The subject tree root, called the custodian, is a surrogate for the person offering storage services and committing to users the proper treatment of data held. The custodian has unconditional access to everything in the store, i.e., no access control checks are performed for a user logged on as the custodian, who is therefore analogous to a UNIX root user.
Delegations are task-oriented relationships which recur within a community; examples are "is secretary to" and "is auditor for". A delegation is a set of privileges required to accomplish related tasks, and is represented by a named bit vector. For instance, an administrator allows subjects to connect to the library, defines their privileges, and sets some basic access control information.; the custodian grants the privileges needed to meet these responsibilities to each administrator, who is distinguished from other subjects only by having certain uncommon privileges.

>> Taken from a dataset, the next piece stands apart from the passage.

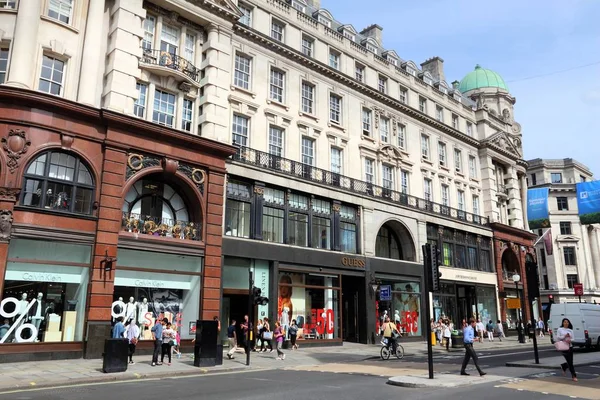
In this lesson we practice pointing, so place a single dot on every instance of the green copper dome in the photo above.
(481, 78)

A subject can pass on privileges for well-defined tasks on circumscribed resources within the resources controlled by the granting subject; for instance, the manager-secretary relationship is homogeneous, but each manager can grant resources only from his own pool. Thus, a proxy is a subject's authorization that another subject may use a specific subset of the grantor's privileges.
A role is the exercise of a proxy, limited to the duration of a session; a user accesses a role by asking for it during logon. The act of connecting to a store (logging in) establishes an association between a user and a subject. Optionally, logging in also binds a role to the user. For the library session, the user gets the union of the privileges of the bound subject and the bound role.
Subjects' Operation Privileges and Delegations via Roles
Subjects and subject interrelationships are needed mainly for resource management. Part of each subject descriptor is a specification of which library operations it may use. Each subject s is added to the access control information. by a SubjectDefine operator. The subject doing this must itself be authorized to use SubjectDefine; this is what we mean by "library administrator".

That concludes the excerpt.